I’ve never gone to business school, but there are a few major cases that everyone seems to know, one of which is the Kodak case. As the story goes, Kodak, a large camera and film manufacturer, invented digital cameras. But the company stumbled in its strategy for capitalizing on the technology, and a few years later was forced to file for bankruptcy. At least the way I’ve heard the case told, this is a classic example of disruption of an incumbent.
Granted, I highly doubt the U.S. will ever swing far enough toward telehealth that health systems would have to file for bankruptcy, but I suspect we’re seeing a real-time slippage in the supremacy of hospitals in American healthcare. In a new era of telehealth for primary care, urgent care, and some chronic condition maintenance care, hospitals might lose their ability to attract and retain patients outside of procedures.

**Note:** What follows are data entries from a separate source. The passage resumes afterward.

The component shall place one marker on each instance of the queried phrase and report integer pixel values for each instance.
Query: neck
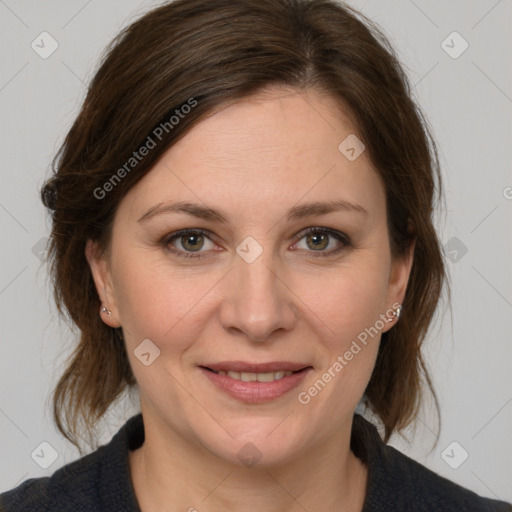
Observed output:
(169, 473)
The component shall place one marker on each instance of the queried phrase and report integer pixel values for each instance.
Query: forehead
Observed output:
(271, 150)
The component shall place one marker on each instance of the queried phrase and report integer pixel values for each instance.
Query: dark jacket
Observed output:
(101, 480)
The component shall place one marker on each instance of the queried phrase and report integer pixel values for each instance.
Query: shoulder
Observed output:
(70, 485)
(397, 482)
(97, 481)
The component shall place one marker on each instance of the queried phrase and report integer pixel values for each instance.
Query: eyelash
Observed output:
(341, 237)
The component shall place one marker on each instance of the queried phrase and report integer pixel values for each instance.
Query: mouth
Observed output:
(256, 376)
(255, 383)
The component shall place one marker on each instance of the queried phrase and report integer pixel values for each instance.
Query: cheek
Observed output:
(158, 301)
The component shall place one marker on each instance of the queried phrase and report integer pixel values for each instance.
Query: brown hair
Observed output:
(213, 52)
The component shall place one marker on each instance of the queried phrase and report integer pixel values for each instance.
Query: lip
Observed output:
(256, 392)
(242, 366)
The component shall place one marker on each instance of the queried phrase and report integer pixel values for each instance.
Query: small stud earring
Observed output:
(105, 310)
(396, 314)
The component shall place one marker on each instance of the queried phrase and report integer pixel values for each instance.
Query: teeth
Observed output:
(253, 377)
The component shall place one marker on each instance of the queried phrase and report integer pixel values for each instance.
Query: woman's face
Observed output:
(255, 287)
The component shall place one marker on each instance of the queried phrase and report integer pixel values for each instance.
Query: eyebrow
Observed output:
(294, 213)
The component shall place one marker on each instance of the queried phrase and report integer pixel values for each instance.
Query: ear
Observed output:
(100, 269)
(398, 279)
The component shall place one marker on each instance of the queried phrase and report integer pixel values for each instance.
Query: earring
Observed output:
(105, 310)
(396, 314)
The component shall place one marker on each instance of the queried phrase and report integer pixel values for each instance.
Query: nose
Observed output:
(256, 300)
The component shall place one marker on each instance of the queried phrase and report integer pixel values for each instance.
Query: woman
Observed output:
(242, 229)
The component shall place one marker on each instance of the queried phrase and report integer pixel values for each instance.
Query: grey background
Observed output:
(468, 101)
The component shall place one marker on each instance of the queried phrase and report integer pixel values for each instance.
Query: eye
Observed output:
(318, 239)
(190, 240)
(188, 243)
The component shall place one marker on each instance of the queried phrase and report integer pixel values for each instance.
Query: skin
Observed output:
(254, 160)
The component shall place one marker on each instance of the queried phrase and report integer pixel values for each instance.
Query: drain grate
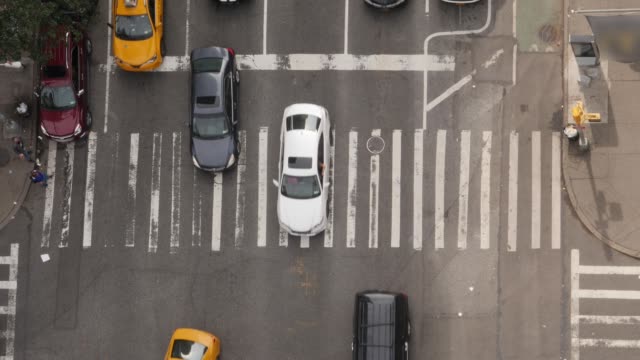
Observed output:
(4, 157)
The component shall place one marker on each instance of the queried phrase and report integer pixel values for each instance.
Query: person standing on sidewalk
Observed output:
(18, 148)
(38, 176)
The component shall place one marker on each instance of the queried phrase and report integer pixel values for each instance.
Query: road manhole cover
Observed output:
(549, 33)
(4, 157)
(375, 144)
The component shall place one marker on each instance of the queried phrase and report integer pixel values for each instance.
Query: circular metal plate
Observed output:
(375, 144)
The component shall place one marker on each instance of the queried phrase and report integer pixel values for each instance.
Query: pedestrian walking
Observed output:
(18, 148)
(39, 176)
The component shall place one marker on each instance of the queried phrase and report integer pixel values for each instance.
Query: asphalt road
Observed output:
(487, 268)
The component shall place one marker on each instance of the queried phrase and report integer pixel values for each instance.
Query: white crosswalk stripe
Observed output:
(374, 189)
(581, 324)
(450, 212)
(131, 187)
(154, 207)
(67, 192)
(89, 190)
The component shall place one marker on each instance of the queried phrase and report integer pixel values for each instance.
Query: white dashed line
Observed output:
(439, 189)
(512, 226)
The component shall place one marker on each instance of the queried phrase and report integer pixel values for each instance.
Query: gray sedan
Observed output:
(213, 112)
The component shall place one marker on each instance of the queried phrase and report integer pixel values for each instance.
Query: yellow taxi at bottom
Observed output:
(192, 344)
(138, 43)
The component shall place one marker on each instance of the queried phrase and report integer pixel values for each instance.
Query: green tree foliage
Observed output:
(23, 23)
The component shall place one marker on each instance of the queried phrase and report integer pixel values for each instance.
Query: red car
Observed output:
(63, 107)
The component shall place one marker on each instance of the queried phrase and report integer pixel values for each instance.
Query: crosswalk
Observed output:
(419, 190)
(609, 331)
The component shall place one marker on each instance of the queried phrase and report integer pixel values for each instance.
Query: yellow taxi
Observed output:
(138, 43)
(192, 344)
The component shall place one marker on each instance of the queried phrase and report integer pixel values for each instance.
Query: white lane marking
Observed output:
(418, 141)
(48, 202)
(512, 227)
(328, 233)
(89, 190)
(12, 296)
(608, 294)
(426, 69)
(283, 238)
(156, 162)
(609, 270)
(176, 170)
(485, 191)
(514, 67)
(555, 191)
(455, 87)
(610, 343)
(240, 190)
(263, 137)
(463, 188)
(514, 13)
(131, 188)
(352, 188)
(536, 178)
(196, 220)
(109, 68)
(575, 304)
(396, 183)
(67, 191)
(186, 33)
(318, 62)
(609, 319)
(493, 59)
(374, 186)
(8, 284)
(346, 26)
(264, 28)
(216, 213)
(439, 189)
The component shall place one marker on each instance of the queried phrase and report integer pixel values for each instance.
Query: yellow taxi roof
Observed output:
(139, 8)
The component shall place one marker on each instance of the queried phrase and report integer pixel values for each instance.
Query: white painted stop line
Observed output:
(319, 62)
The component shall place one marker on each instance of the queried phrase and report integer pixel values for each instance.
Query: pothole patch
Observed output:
(375, 144)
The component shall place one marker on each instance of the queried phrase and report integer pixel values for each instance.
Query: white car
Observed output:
(303, 169)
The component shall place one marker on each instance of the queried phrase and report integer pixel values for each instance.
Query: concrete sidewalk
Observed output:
(14, 172)
(601, 182)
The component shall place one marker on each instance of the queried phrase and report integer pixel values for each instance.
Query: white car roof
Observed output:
(300, 143)
(311, 109)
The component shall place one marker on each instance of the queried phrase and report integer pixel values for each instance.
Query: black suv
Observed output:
(381, 326)
(213, 113)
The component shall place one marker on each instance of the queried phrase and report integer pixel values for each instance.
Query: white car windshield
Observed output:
(300, 187)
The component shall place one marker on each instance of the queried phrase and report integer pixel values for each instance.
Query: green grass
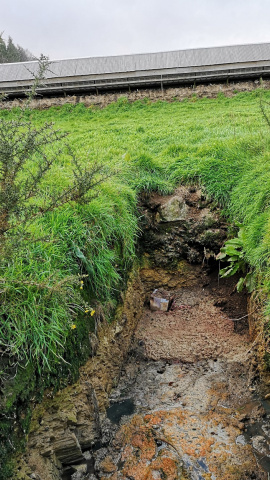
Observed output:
(222, 144)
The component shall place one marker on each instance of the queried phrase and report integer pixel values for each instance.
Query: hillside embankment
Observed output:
(167, 94)
(167, 394)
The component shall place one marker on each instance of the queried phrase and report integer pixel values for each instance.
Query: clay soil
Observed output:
(192, 383)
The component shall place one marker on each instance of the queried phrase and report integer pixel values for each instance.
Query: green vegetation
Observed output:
(76, 257)
(222, 144)
(9, 52)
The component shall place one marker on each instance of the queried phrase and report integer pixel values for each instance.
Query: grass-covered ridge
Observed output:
(222, 144)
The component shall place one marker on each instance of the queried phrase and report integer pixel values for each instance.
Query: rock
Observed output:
(159, 304)
(260, 444)
(174, 210)
(67, 449)
(82, 467)
(240, 440)
(78, 476)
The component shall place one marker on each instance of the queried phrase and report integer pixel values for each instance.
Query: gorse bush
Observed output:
(222, 145)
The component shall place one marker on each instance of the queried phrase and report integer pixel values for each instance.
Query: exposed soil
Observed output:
(186, 400)
(168, 394)
(168, 94)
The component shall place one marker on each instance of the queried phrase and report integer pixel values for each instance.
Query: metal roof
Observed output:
(139, 62)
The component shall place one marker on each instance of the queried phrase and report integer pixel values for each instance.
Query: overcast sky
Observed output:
(84, 28)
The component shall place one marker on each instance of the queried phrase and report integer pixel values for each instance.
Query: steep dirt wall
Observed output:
(65, 425)
(168, 94)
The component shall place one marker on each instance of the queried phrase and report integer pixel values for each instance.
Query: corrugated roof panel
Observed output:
(140, 62)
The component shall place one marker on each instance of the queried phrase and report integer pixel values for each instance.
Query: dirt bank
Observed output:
(185, 403)
(192, 380)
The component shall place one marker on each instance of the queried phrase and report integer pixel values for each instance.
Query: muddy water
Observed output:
(186, 404)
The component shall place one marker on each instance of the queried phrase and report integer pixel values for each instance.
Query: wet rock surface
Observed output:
(181, 226)
(185, 404)
(191, 378)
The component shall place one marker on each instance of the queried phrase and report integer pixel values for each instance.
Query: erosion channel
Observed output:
(186, 402)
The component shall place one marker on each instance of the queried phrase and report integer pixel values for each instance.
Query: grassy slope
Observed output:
(223, 144)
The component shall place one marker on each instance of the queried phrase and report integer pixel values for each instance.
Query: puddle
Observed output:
(184, 407)
(120, 409)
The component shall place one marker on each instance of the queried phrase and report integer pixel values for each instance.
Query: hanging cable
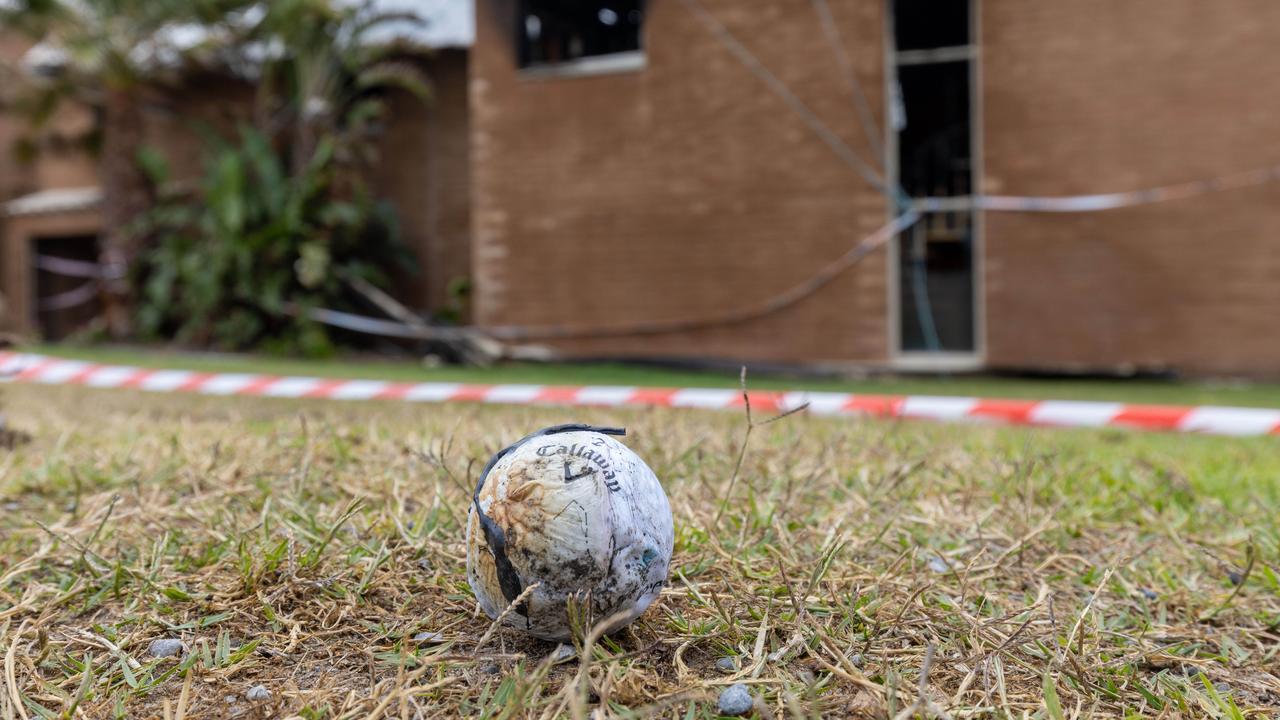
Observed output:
(864, 112)
(839, 146)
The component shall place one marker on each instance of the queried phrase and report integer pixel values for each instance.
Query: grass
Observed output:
(1153, 391)
(855, 568)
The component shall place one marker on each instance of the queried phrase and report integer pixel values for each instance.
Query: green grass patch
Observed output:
(302, 546)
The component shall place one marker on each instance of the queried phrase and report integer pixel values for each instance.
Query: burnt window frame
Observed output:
(604, 63)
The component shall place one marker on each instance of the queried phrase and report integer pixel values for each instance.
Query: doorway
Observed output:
(933, 132)
(64, 302)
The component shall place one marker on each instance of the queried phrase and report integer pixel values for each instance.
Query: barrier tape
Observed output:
(40, 369)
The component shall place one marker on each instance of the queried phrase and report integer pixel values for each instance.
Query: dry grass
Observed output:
(858, 569)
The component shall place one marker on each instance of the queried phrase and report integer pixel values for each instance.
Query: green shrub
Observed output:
(238, 263)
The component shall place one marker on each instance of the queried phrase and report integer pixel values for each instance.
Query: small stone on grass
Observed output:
(167, 647)
(563, 652)
(735, 701)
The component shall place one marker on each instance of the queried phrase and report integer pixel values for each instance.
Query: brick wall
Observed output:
(1101, 96)
(684, 188)
(424, 168)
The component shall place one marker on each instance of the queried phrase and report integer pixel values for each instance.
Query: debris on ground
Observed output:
(167, 647)
(735, 701)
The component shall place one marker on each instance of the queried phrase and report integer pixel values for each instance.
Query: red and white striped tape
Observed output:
(40, 369)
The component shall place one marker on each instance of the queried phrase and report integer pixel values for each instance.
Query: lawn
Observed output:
(853, 569)
(1155, 391)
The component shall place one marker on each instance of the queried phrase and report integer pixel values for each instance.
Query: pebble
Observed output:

(Then again…would that actually be financially bad for hospitals? It might not be, given that procedures are often the highest margin service that hospitals provide. This shift might mean that hospitals have to devolve from their current infrastructure-heavy models into more of a network of ASCs. But also this is a projection so far in the future that I may very well be wrong.)
As I’ve argued before, telehealth is a commodity, and it’s increasingly a problem that hospitals don’t offer this commodity with the same ease as other companies. Health systems have held the top provider position for so long that my guess is that they’re used to being the gatekeepers for patient portals, EHRs, even surgical technology (the DaVinci robot, for example).
In other words, it isn’t that Amwell is the future, it’s that health systems are failing to adapt to a world with a new commodity product—consumer-friendly telehealth—allowing other models to rise in the place of health systems. And that might be disruption.
This information shouldn’t be taken as investment advice (obviously), and the opinions expressed are entirely my own, not representative of my employer or anyone else.